If using a video link it was discussed what camera position would be most appropriate. If it is placed so the child’s whole room could be seen this made feel less invasive, although fine details of play, drawings etc may not be able to be seen. For children it was wondered whether focusing the camera on the play/drawing/creation etc may be more manageable for the child and to some extent replicates the consulting situation.
Another issue was what does one do if the child walks around with the camera from room to room, or points the camera out of the window, or purposely goes off the screen.
There was considerable discussion of how audio/visual technology could be used for directly interacting with the child. It was noted that Zoom has an option of using a whiteboard. This allows both participants to jointly draw or write something on a blank screen that both people can see. This was seen as a great opportunity to engage in such an activity as Winnicott’s squiggle game. Obviously mutual drawings or other games could be undertaken using this technology. Zoom also has the function of either participant choosing a different background to the screen, so a person may appear as if they are on the moon, in a jungle, on a desert etc. It was reported that some children have used this function to play out different adventures. Another suggestion was to explore playing computer type games that have an interactive element. Games like Minecraft and The Sims were mentioned in this regard. It was thought it may be helpful to explore with young people we know which interactive, non violent games are available.

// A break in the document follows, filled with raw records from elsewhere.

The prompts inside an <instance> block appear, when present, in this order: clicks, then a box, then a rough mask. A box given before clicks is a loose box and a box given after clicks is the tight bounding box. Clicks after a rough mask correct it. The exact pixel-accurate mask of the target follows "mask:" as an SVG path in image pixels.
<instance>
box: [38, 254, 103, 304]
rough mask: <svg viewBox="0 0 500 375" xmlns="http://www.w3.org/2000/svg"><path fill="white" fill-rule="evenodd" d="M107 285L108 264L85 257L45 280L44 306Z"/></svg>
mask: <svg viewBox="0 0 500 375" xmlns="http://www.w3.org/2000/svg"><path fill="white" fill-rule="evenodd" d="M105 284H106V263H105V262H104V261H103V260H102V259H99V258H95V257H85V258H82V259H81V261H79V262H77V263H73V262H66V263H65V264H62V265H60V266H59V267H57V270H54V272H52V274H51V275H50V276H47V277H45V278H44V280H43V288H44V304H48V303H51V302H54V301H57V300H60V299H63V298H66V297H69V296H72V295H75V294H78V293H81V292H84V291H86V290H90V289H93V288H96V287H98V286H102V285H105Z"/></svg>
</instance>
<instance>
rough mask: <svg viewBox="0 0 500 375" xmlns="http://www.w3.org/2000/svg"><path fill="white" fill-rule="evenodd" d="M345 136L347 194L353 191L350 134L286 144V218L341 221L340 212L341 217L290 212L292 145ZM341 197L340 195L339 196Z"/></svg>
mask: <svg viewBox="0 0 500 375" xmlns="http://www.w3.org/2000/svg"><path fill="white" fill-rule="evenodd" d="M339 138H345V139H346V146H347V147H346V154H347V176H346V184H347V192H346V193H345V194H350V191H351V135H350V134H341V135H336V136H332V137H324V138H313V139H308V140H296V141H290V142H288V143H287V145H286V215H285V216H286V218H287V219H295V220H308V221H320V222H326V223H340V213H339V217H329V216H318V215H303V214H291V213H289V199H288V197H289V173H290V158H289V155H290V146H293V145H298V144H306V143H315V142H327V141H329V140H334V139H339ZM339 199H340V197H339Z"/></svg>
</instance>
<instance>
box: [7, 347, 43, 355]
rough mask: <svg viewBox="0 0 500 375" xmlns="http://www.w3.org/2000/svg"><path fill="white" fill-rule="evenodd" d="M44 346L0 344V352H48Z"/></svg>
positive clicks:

The meeting ended with a discussion on what are the legal positions on using an audio-visual link with a child or adolescent. How secure is the link? It was suggested that Australia has no legislation on these matters, although using American standards, it was thought that any free service did not meet security standards, but paid or subscription services had an extra layer of security and would be accepted. There was also mention of particular platforms, such a Zoom who have special telehealth options. Another related issue was the use of recording a session. It was felt this could be a concern if such recording could be subpoenaed.